Did We Really Make This Much, Yet the Environment was Toxic

 


Unbelievable Money Pie:  Represents $13.5 million in total annual revenue, and $6.57 million in Actual Operating Income/Pretax Profit

I decide to start this blog with a work experience that sounds absolutely crazy.  But I believe is crazy, interesting, enlightening and has parallels elsewhere.  Or maybe it drives me so nuts I feel I need to keep sharing.

I had been with this company for 8 years and we grew revenue from $5.5MM to $13.5MM in that time.  Profits went from about 19% at the beginning to almost 50% or a whopping $6.57 million in that time.  I know, sounds unbelievable but it's true.  And what is even more unbelievable is the work environment was about as toxic as it gets.

Why you ask?  At the time I was in charge of the Research and Development Department, R&D in the pie chart.  The companies growth in that 8 year window was almost entirely from new product developments some of which were private label versions of products,  But we added close to $1M each year from the new products we designed and manufactured almost entirely custom products.  During that time we really only added about 1 significant product with the companies brand on it.  You'd think the owners, management everyone would all be super happy and the environment would be super cheery.

You'd be wrong.  I'm not saying the owners were unhappy.  But the words said were not conveying that.  The usual messages were, "You guys never get anything done." and similar comments.  The message from the top, our COO especially, is R&D needed to get way more efficient.  In fact just a couple years later this manifested in a CEO change and all middle management was demoted.  We had also implemented a policy that 15% of the staff would be fired every year, with the goal of upgrading talent and getting rid of underperformers.  It was often sold as getting people into something that better fit them.  It came from a Jack Welch book about GE.  A company of 10s of thousands of workers, ours was well under 100.  R&D was about 6 at the time.  So yeah, I needed to fire 1/6 every year while growing the business 20% (1/5) per year.  Didn't exactly make sense to me then and doesn't now.

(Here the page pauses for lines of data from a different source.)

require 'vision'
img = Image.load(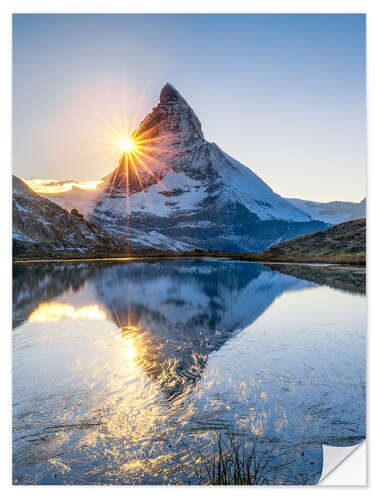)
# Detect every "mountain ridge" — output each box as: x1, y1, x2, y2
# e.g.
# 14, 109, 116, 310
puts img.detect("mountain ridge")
86, 84, 326, 251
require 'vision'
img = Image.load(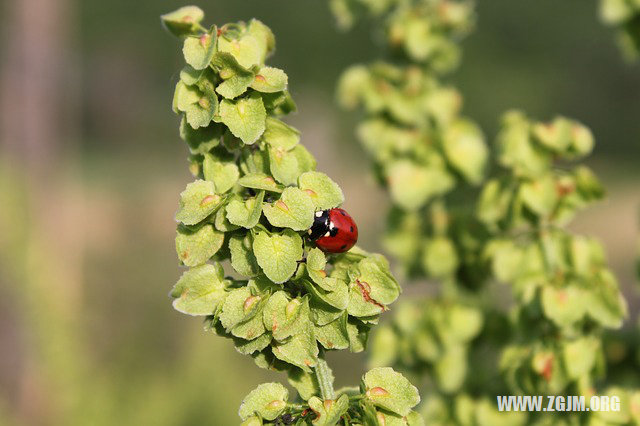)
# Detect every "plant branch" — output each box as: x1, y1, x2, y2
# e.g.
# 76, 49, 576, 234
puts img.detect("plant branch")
315, 353, 335, 400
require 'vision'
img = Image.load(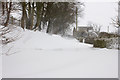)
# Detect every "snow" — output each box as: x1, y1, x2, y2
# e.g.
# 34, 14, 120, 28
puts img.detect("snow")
2, 28, 118, 78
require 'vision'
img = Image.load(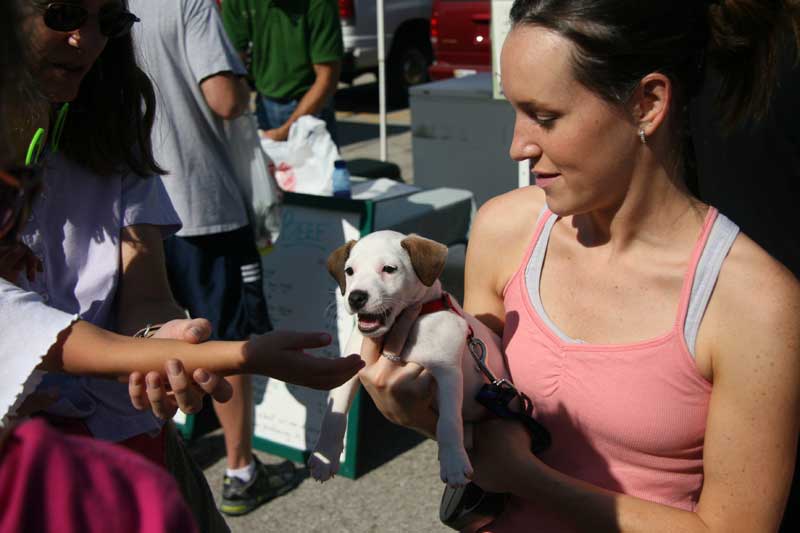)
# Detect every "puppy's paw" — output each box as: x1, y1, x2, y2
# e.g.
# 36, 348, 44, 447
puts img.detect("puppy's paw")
308, 451, 339, 482
439, 449, 473, 487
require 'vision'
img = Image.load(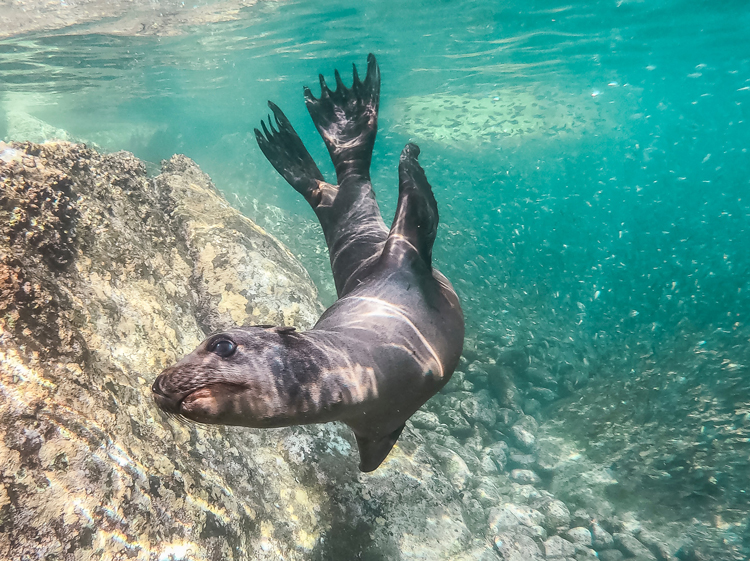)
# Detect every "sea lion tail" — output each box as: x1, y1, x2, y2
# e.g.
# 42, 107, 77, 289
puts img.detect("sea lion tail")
304, 53, 380, 180
383, 144, 439, 267
354, 424, 406, 472
255, 101, 325, 208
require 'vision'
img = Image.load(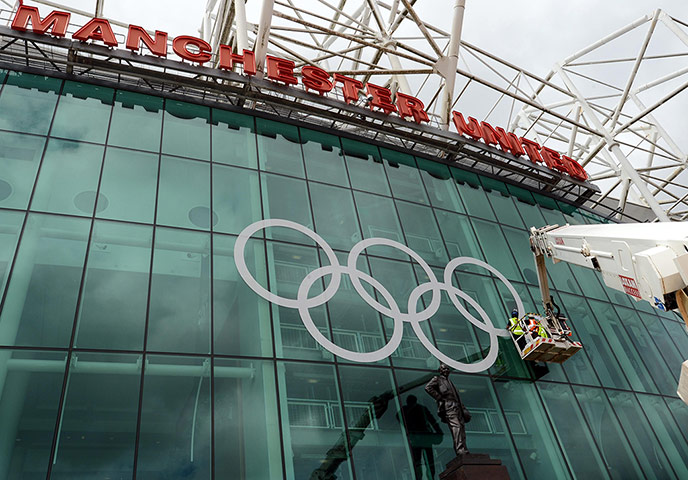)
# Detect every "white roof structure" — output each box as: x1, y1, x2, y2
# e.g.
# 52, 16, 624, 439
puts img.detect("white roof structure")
0, 0, 688, 221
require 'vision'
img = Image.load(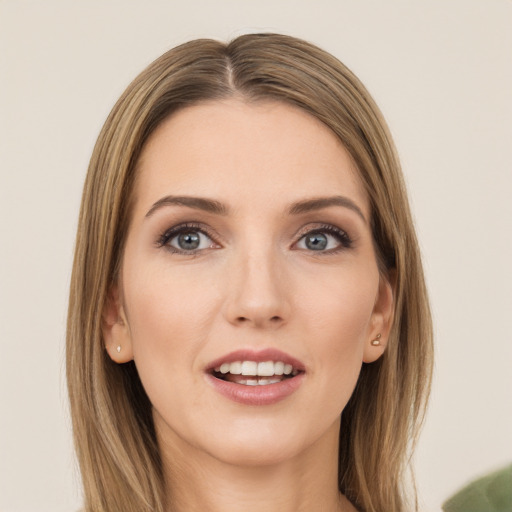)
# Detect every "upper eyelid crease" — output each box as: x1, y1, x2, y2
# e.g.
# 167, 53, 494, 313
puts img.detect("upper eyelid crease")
146, 195, 367, 223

Going deeper budgets for every department were always tight.  Yes, we made almost 50% profit and budgets were tight.  Often small expenditures were talked to death, spending more on meetings than the expenditure itself.  And my department was called on to get those projects done faster and cheaper while maintaining great quality, while also finding new products to get designed and launched.  Oh and R&D actually did production, sales and tech support for customers as well.

We had this problem for years actually.  Some in the business wanted more project output and higher revenue.  So the pressure was immense.  Well finally I couldn't take it because things didn't make sense to me.  I had access to the financials.  So I knew the profits were beyond amazing, but the message sounded more like a company that was on the edge of profitability. Hiring new people was slow, and salary caps were low.  Investment in tools and equipment was also minimal.  So I decided to analyze 8 years of financials creating a report with graphs and pie charts including the one above thinking, well maybe, just maybe if we all look at pictures we will all have an epiphany and come to a common agreement on the path forward.  You'd be wrong. 

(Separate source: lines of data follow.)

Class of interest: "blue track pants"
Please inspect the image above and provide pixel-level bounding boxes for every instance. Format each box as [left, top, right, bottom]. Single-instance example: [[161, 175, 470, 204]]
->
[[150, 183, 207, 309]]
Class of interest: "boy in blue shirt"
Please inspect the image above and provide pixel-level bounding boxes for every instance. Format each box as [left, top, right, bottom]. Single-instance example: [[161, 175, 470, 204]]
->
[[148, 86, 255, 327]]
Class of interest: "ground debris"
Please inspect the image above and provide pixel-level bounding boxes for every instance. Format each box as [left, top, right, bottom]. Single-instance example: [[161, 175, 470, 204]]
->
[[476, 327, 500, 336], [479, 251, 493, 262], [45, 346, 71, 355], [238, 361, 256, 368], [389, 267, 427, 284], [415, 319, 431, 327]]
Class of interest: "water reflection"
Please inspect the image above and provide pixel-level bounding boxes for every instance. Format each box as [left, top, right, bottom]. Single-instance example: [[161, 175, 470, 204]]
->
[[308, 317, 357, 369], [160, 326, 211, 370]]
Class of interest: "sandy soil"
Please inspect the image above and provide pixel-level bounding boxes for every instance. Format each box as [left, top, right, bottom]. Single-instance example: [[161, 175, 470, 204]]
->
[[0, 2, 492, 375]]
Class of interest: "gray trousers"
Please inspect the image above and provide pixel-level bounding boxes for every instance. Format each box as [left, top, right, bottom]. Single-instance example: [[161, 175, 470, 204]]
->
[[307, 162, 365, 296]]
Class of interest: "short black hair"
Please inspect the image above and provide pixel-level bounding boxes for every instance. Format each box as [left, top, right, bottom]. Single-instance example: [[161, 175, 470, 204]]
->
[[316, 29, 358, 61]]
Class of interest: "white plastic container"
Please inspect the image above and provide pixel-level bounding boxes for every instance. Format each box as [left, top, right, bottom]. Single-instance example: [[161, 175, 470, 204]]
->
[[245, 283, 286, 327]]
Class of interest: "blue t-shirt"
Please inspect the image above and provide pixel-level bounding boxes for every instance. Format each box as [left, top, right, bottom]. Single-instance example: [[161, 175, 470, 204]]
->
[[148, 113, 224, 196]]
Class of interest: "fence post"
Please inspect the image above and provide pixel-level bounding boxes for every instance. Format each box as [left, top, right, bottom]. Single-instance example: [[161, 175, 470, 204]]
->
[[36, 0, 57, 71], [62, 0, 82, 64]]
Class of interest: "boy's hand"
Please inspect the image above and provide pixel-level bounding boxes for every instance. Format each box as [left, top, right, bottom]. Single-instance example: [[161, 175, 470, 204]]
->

So, readers tell me if you think you can see what was wrong.  I think it was less than 4% of budget going into product development and far too much going into shareholder pockets.  Yes, the ones demanding more revenue.  I kept saying we needed to invest and expand the pie so the profit slice could grow.  It was maxed out as a percent of the total pie, we couldn't get any more efficient.  It was time to aggressively invest.